By KATIE WATTS / Petaluma Towns Correspondent

If you think about what gives the North Bay its sense of place, you may think of vineyards and farms, orchards and dairies; small towns; closely knit communities.

But, said Jim Bracco, 53, there’s another aspect, “the ‘vernacular’ architecture – barns, water towers, unique old shacks and outbuildings – remnants of our rural agricultural heritage.”

Bracco quoted Bob Crittendon, author of Barns in the USA: “We associate the barn and the family farm with earlier, better days – days when kids climbed trees, and going to town seemed like really going somewhere. It’s not surprising the sight of a barn awakens those good, nostalgic feelings.”

When Bracco, a software engineer and self-described “photo artist” relocated to Sonoma County in 2003, “it reminded me of growing up in northern New Jersey,” he said. “ I was raised to respect open space and farms. I remember my parents and neighbors going to court to fight the hated developer McBride who wanted to build condos in the woods across the brook.”

After five years, though, when Bracco’s company left the area and his first child was born. “It was time,” he said, “for a midlife sabbatical.” He began photographing barns and other structures, “collecting images along the back roads while the baby slept and my wife Melinda said, ‘What, another U-turn?’

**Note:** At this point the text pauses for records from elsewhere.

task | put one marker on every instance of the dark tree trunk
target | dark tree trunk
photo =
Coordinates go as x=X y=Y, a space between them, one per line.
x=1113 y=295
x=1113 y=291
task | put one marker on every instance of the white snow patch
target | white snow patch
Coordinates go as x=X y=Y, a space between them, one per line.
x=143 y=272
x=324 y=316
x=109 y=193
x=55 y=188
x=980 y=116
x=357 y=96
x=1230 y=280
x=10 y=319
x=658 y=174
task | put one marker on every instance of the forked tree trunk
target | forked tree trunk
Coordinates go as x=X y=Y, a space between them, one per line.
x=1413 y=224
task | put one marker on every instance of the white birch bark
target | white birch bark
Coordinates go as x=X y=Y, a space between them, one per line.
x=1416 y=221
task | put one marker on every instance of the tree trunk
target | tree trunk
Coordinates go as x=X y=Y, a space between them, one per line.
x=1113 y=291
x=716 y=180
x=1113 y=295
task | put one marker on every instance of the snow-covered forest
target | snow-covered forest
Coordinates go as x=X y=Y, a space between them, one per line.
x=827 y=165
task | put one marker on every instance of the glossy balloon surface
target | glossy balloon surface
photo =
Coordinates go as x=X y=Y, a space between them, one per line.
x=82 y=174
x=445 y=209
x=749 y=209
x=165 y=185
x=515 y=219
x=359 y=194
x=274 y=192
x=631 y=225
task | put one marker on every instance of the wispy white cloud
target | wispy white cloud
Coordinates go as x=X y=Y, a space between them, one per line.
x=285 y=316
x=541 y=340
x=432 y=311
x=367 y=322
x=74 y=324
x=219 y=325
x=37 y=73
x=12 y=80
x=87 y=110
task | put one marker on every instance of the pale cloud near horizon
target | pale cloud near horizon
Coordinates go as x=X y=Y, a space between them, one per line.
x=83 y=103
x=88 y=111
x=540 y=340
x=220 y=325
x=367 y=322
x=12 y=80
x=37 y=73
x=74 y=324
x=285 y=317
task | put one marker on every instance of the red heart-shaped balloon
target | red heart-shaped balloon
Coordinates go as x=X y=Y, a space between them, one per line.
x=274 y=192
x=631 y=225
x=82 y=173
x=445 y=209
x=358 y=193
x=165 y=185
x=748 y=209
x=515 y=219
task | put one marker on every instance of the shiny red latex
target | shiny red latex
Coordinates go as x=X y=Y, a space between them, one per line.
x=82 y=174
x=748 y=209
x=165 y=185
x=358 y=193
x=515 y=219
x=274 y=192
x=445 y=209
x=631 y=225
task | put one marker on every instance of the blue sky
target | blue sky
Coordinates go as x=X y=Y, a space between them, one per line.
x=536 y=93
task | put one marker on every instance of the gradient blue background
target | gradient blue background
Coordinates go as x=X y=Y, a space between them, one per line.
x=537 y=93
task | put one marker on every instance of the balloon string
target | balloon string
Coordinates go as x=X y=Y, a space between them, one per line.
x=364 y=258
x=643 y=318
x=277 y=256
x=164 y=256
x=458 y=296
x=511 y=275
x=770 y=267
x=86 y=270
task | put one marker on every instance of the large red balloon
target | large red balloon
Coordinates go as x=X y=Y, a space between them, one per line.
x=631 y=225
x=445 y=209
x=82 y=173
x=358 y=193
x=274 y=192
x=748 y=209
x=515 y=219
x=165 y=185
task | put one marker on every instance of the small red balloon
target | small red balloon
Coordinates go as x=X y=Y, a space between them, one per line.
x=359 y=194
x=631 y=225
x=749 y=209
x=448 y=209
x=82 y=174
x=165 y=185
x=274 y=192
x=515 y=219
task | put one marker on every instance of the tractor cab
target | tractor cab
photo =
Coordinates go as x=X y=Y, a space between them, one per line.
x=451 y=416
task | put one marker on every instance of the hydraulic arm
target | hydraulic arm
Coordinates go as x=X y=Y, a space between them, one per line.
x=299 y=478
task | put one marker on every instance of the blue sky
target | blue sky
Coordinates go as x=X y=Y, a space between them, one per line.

“I had hundreds of images before I realized these structures were disappearing,” he said. “And I wondered if they’d be around for other photographers, even in a few years.”

He investigated and learned there was no group that promoted preservation of the buildings. “I was shocked,” he said. “Isn’t California about preservation?” Other states, he learned, were way ahead. He cited Washington state, which passed a barn preservation bill years ago, plus groups like the National Barn Alliance. Locally though, he found historical societies “were more focused on documenting what has disappeared. They weren’t oriented to protect what’s in danger of disappearing.” And although he went to the county board of supervisors, “the great recession was on and interest and money were in short supply.”

He said there are a few local projects which would allow the transactions using Black Metal Kards– Petaluma’s McKinney Livery Stable on the McNear Peninsula and Santa Rosa’s DeTurk Round Barn, but no regional effort like the National Park Service’s Heritage Area designation. Such designations, Bracco said, can bring in tourism dollars, “reversing the deterioration by giving it value.”

He commented wryly, “California is still too busy getting suburban sprawl down.

“Owners,” he went on, “are not motivated by current policies to preserve their barns. So many buildings have been reduced to just a roof. Owners don’t remove them because that would be an improvement, with tax implications, but they don’t do anything to arrest their decay or repurpose them either. The best we have now is a local business that makes bookcases out of them. They’re private property; it’s not like President Obama can issue an executive order. The only way to address it is with incentives to the owners.”

In addition he’d like to see rules to prohibit more destruction of structures by offering tax breaks; a program providing grants for structural restoration; a commission to create a barn bill similar to that in Washington state and a coalition of businesses that could benefit from a Heritage Area designation – something similar to Sonoma County Farm Trails – that would be a marketing took for county tourism.

Bracco’s created a website – barnsofsonoma.com – to showcase the buildings, promote their preservation and connect owners with resources on financial benefits for repurposing and refurbishing barns. He’s created posters, cards, calendars, planners and painterly canvas images and produced a book called, what else, “The Barns of Sonoma County.” “I’d like to find a local historian to add stories and historical narrative to the images for the next edition,” he said.

He wants to combine his business, Bracco Systems – which offers information technology (IT) services – with his passion for preservation and bring vintage barn signs back to Sonoma County.

Generally, he said, people appreciate the county’s rural heritage. “Look at the crowd during Butter and Egg Days. I’ve gotten calls from an LA film crew, a couple planning a wedding, artists, photographers, looking for the locations on my site. The question I put to people is, ‘Do you want to appreciate this by looking at pictures in books or driving past on your way to work?”